De acordo com o diretor do Departamento de Monitoramento e Fiscalização do Sistema Carcerário e do Sistema de Execução de Medidas Socioeducativas (DMF) do CNJ, juiz Erivaldo Ribeiro dos Santos, a aprovação da resolução foi uma decisão histórica do Conselho. "Seu objetivo é evitar o excesso gritante do cumprimento de pena que costumamos encontrar", afirmou.
Com a aprovação, o juiz passa a ser responsável pelo acompanhamento da soltura do preso. O texto especifica que dentro de cinco dias, o cartório devolverá o processo ao juiz, que deverá confirmar o cumprimento do alvará.
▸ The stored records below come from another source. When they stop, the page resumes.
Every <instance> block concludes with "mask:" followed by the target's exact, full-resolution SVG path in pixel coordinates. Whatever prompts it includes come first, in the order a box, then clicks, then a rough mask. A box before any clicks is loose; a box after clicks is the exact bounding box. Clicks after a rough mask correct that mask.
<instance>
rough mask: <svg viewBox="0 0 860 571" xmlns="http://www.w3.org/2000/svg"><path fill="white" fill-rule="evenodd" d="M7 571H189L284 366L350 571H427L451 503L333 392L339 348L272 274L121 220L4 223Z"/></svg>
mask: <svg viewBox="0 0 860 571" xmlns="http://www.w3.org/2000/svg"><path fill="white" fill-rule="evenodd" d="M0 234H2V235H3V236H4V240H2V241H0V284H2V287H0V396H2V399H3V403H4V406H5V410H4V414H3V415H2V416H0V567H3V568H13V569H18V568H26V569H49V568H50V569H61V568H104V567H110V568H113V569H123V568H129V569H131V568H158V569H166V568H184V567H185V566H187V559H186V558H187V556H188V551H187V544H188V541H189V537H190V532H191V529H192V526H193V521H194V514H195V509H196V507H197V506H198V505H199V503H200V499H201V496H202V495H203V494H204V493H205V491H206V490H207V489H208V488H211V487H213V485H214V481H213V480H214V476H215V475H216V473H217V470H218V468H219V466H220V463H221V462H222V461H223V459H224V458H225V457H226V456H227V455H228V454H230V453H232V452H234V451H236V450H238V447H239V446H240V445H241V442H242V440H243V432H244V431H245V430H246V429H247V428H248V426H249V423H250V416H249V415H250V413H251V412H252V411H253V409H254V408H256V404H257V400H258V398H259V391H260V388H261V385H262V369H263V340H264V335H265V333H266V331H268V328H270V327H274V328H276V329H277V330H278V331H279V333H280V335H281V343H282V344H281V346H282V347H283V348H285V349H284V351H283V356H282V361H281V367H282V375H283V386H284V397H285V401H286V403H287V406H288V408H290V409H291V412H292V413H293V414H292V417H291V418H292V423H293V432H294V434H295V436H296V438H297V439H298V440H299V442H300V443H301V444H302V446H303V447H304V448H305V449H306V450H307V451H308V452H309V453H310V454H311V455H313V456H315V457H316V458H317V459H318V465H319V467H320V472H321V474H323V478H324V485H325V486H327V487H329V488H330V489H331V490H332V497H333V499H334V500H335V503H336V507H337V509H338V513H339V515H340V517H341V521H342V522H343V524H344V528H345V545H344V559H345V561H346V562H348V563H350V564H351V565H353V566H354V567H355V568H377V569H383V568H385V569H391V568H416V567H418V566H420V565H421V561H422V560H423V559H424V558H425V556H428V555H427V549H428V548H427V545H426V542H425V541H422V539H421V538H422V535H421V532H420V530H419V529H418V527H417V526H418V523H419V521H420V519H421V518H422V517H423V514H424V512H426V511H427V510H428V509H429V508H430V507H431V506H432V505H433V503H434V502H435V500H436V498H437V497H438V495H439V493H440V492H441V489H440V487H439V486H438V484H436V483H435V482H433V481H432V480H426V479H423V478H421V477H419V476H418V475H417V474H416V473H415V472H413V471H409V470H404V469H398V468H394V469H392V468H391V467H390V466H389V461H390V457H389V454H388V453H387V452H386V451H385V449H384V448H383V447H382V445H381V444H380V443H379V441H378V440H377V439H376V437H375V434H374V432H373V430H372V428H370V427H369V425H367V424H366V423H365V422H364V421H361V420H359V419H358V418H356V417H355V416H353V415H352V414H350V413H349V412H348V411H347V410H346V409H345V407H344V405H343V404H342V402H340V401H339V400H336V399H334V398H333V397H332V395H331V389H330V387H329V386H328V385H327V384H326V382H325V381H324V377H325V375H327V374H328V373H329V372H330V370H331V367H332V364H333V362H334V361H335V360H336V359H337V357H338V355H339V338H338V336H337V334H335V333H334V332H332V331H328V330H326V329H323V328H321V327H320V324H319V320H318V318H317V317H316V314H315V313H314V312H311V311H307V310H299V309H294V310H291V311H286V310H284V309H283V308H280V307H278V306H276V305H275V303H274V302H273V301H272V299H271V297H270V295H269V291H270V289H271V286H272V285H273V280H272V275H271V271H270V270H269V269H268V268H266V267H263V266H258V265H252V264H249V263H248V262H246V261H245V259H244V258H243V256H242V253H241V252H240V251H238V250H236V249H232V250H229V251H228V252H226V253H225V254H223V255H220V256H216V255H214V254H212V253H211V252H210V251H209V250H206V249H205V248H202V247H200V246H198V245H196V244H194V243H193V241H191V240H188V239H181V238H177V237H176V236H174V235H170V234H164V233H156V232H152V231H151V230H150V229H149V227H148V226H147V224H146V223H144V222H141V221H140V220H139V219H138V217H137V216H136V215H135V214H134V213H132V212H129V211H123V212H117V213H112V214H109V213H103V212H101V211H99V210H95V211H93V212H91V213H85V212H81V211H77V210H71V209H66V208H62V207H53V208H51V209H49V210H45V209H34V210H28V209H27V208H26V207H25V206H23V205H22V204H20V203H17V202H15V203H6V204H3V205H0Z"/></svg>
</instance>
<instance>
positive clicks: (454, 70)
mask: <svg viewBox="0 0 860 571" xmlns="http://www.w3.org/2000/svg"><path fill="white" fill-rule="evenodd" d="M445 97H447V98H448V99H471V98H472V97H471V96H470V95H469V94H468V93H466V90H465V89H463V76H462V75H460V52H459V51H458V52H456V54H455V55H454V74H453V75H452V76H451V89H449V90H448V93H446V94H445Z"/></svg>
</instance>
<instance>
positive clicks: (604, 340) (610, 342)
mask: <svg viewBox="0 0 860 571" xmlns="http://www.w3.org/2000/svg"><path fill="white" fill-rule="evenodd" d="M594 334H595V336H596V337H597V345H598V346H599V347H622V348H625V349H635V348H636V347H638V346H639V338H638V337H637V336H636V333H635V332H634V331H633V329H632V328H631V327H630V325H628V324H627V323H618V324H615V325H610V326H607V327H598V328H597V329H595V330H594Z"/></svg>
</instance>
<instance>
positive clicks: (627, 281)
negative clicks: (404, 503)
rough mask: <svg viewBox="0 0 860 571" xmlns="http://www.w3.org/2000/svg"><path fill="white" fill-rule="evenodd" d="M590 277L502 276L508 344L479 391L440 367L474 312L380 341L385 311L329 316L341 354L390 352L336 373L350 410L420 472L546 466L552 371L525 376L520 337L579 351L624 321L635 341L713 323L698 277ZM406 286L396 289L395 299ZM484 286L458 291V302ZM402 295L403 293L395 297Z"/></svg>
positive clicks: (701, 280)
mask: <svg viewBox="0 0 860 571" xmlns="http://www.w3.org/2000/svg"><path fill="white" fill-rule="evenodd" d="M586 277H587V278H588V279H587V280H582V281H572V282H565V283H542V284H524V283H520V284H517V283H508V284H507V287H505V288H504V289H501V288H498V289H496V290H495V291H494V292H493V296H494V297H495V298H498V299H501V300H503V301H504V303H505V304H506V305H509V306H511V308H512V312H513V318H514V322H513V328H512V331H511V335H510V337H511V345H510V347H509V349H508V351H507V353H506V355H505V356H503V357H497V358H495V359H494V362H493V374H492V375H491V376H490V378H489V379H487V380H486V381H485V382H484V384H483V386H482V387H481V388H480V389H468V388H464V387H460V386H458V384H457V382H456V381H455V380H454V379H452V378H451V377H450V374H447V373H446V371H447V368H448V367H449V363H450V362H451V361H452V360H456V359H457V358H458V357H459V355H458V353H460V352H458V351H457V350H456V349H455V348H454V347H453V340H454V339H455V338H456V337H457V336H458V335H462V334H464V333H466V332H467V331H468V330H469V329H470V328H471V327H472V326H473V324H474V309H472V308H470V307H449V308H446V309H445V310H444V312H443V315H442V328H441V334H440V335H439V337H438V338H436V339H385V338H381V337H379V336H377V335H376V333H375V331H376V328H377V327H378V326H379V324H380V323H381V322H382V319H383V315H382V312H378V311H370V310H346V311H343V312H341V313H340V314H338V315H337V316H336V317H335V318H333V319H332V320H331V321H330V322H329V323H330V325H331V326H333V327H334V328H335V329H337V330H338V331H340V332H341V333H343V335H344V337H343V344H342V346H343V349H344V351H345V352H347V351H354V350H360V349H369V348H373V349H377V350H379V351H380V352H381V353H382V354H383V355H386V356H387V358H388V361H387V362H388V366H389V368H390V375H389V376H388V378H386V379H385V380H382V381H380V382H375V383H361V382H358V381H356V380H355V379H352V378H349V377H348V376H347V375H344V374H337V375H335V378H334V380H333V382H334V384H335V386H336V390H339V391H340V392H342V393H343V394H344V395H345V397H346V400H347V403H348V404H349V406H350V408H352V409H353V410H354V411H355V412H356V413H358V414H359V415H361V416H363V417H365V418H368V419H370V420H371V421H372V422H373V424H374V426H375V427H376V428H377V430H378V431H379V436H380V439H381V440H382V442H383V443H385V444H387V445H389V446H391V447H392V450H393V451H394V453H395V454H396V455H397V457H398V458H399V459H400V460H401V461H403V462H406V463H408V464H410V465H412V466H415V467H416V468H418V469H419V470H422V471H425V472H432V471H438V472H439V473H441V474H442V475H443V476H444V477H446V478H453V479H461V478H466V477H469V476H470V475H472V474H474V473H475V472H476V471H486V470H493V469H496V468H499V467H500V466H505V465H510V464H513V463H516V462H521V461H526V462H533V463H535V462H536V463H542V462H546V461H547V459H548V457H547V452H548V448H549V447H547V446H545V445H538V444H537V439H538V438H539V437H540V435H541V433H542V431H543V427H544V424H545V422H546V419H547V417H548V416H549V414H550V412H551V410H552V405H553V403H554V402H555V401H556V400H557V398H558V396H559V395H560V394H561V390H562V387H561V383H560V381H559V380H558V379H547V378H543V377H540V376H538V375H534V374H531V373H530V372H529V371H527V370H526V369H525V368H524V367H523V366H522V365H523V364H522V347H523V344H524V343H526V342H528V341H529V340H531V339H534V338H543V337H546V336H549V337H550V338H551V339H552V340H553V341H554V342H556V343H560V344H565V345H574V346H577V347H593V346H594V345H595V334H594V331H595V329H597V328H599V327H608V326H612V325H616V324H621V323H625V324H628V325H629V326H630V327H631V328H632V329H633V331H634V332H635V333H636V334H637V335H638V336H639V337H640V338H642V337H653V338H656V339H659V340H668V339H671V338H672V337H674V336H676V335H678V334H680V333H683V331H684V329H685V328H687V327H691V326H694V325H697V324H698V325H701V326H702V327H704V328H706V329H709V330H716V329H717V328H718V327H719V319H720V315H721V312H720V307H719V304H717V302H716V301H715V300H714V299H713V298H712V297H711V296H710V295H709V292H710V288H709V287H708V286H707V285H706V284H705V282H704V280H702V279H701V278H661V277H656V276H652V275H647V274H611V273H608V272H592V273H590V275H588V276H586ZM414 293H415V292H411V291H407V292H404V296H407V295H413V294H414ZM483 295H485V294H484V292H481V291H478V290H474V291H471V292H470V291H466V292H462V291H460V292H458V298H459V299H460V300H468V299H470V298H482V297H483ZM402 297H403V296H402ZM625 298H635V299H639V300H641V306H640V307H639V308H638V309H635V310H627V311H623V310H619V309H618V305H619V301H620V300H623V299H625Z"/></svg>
Caso o alvará não seja cumprido no prazo previsto na resolução, o caso deve ser informado à Corregedoria Geral de Justiça do tribunal para apuração da irregularidade e adoção de providências. Além disso, o caso será encaminhado ao Ministério Público para verificação da responsabilidade criminal. O não cumprimento do prazo também deve ser comunicado ao Departamento de Monitoramento do Sistema Carcerário, quando solicitado.